Luckily for us, Alan Bollard is no Robert Muldoon. The feeling of frustration was thick in the air of Parliament's Committee Room 3 on Thursday afternoon.
Politicians from both sides of the finance and expenditure select committee kept asking Reserve Bank Governor Bollard what he could do to force the big four Australian-owned banks to cut their short-term mortgage rates. They kept asking: "Can't we do something about this?"
Which clause of the Act would allow him to do something? What could he do to drag the banks' rates down? Were they co-operating? How much "super profit" were they making? Bollard batted every question back. A tall, angular man in a grey suit, he either played a copy-book forward defensive shot or let the questions go through the keeper.
Bollard told the committee members he was also frustrated the banks hadn't come to the party and passed on all 575 basis points of Official Cash Rate cuts to short-term mortgage borrowers.
Only about 450 basis points of the cuts have been passed on to floating and six-month borrowers.
The Governor said, earlier in the morning, he believed they now had room to pass on the cut.
Financial conditions on global credit markets had eased and the banks' average weighted cost of funding had reduced, meaning their profit margins on lending were above normal.
But, he said, there were no easy ways to force the banks to move. They discussed the various clauses that could be used and Bollard acknowledged in desperate times the Finance Minister, Parliament and eventually the Reserve Bank could do anything they liked. He called it the "atomic option" of simply regulating the rates lower.
At this point Bollard, who is old enough to remember the little man with the big head, said he did not want to return to a Muldoonist era.
This is the spectre at the heart of the debate about bank interest rates - do we really want to direct banks to charge specific interest rates?
But there is one step he could take. Bollard hinted he had the information that would show in gory detail how much "extra" profit the banks were making.
He declined to divulge how much the banks' margins had improved in recent months and how much their funding costs had fallen. It must be very fresh if he does have it.
The Reserve Bank's own figures from its Financial Stability Report last month show that bank interest margins as a percentage of average interest earning assets rose to 213 basis points in the December quarter from a record low of 208 basis points in the September quarter.
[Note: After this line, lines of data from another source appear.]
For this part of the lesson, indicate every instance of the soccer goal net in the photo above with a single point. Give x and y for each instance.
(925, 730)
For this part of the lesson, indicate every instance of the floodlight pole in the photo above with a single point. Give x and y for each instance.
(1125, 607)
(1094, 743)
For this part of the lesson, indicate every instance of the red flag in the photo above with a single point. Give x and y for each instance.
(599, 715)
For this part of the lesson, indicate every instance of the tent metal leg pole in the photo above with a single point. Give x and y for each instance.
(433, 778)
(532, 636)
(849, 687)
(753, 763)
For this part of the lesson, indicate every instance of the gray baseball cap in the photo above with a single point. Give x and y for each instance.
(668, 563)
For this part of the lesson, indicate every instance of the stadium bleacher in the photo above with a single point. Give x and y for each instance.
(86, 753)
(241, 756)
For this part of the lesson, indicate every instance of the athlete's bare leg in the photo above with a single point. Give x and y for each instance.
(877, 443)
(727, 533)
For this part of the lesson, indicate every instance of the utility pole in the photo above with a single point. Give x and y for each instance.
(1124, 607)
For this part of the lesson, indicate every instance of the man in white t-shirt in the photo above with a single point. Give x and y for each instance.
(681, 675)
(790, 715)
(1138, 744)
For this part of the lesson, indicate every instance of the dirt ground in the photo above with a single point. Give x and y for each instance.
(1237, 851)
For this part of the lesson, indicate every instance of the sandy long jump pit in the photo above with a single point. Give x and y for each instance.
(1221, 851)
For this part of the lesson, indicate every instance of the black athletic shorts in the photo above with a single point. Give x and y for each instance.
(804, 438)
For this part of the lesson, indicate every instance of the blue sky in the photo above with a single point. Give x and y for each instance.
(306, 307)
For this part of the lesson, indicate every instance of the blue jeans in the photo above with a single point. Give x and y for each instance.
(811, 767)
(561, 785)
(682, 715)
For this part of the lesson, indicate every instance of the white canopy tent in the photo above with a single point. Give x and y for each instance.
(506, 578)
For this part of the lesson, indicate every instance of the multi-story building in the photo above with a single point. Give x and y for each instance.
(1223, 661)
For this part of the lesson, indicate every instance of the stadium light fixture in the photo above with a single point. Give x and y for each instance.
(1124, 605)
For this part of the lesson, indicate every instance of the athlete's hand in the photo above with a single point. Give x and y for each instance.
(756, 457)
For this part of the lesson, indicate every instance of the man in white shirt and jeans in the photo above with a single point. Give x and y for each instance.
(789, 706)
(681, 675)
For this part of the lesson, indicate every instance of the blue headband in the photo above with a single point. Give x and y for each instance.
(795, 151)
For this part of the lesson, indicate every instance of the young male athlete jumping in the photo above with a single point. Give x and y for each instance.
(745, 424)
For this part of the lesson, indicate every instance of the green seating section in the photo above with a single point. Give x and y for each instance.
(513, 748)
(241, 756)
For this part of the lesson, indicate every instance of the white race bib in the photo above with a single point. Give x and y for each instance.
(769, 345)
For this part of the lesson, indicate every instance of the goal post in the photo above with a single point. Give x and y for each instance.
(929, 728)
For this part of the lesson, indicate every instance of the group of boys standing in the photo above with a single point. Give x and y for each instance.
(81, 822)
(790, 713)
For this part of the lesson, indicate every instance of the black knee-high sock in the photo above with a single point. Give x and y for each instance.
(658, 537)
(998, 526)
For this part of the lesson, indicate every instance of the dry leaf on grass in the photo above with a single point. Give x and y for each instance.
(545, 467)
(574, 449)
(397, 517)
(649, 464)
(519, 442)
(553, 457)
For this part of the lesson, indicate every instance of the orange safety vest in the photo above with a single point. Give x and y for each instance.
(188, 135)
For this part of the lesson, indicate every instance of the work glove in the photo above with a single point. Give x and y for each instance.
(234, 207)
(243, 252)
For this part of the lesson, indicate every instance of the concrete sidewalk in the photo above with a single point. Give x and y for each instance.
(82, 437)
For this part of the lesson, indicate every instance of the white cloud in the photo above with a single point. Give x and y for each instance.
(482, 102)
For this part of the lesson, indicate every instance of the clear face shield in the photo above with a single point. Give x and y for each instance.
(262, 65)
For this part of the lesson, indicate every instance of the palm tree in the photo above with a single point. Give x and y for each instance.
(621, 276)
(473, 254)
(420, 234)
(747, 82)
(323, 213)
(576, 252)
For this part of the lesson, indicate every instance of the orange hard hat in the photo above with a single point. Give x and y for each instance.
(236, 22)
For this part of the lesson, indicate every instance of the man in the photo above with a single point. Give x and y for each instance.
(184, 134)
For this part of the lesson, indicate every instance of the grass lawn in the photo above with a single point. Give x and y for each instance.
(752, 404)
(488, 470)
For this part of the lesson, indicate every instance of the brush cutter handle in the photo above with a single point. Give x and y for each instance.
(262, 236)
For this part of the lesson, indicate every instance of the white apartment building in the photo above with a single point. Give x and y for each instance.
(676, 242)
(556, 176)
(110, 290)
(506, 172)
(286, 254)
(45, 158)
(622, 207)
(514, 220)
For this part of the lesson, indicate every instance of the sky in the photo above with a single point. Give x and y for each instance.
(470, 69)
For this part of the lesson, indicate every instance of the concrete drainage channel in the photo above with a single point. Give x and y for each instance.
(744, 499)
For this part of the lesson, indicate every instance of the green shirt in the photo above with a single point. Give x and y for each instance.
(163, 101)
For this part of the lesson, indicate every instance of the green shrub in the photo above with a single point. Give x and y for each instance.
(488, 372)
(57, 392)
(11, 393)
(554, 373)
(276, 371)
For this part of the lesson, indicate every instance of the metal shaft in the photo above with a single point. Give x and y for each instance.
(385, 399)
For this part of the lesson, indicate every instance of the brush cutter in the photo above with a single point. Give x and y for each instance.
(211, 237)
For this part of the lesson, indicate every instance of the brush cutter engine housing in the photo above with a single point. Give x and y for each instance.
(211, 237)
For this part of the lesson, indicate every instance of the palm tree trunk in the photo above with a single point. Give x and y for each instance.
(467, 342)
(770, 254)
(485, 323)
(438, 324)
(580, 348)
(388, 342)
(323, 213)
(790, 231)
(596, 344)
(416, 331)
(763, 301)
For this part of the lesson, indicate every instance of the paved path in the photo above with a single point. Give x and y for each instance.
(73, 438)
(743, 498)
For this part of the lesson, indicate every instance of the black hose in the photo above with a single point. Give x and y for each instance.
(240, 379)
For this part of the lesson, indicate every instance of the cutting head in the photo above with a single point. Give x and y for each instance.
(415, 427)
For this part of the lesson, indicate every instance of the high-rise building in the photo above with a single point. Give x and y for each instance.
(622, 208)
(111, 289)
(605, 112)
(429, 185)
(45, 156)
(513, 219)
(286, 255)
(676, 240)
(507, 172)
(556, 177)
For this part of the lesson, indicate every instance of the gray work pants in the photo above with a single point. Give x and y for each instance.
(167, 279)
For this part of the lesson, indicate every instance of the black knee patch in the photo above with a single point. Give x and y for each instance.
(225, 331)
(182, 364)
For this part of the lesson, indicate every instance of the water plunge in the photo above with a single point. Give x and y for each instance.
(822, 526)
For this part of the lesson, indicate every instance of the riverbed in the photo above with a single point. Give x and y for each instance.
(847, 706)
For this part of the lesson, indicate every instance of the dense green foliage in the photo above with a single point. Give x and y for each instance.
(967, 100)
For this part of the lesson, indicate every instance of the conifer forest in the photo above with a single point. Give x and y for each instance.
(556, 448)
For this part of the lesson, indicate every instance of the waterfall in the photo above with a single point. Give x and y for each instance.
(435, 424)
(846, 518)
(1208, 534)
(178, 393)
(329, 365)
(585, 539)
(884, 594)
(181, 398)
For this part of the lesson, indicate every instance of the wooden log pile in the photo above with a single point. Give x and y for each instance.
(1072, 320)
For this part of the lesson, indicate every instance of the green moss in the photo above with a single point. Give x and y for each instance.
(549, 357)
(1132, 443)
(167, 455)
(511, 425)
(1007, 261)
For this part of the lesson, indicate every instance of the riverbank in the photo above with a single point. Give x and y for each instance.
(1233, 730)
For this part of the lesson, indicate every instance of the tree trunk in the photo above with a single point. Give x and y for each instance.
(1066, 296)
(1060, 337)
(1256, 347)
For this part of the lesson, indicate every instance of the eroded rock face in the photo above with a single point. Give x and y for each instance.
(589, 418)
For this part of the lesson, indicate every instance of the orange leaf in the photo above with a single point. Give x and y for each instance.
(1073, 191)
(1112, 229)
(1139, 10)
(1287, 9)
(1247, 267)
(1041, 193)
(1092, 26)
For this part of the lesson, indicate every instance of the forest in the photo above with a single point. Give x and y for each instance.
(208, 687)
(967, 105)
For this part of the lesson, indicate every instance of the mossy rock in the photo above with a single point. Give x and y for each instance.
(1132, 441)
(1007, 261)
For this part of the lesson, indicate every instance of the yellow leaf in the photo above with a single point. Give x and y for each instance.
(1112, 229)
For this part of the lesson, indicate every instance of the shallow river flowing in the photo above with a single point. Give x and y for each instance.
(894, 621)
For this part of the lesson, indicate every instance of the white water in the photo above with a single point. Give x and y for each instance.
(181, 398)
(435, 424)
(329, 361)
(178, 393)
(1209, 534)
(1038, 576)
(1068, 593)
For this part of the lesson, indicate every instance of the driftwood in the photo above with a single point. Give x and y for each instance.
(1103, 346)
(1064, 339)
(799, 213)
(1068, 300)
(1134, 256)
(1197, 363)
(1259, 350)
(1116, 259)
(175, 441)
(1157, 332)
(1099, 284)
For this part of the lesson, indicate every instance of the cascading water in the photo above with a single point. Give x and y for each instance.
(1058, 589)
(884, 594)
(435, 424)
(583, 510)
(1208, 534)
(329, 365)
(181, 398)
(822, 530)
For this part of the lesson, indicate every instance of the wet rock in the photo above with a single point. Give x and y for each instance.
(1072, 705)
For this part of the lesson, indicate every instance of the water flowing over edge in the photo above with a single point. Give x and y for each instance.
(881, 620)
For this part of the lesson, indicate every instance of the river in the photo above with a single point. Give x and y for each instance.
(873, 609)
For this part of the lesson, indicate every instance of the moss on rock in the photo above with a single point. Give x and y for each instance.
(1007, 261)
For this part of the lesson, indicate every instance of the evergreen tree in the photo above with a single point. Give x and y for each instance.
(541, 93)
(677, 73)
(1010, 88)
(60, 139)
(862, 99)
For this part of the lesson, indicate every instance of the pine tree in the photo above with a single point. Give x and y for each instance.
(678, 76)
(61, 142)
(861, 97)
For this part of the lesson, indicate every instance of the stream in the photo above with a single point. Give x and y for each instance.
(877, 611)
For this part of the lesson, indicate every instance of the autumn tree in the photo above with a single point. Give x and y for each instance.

This was still below the 217 basis points in the same quarter a year earlier and down from a June 2003 peak of 260 basis points.
Bank profits in the six months to March 31 have fallen around 20 per cent and three of the four banks reported lower interest margins for the period.
The Reserve Bank must have seen a significant improvement in April, May and June. If it has, it should disclose the overall number to the public to embarrass the banks into moving.
Bollard promised the committee he would look at whether he would give them the information. He should give us all the information. Embarrassment may be the best monetary policy tool he has left.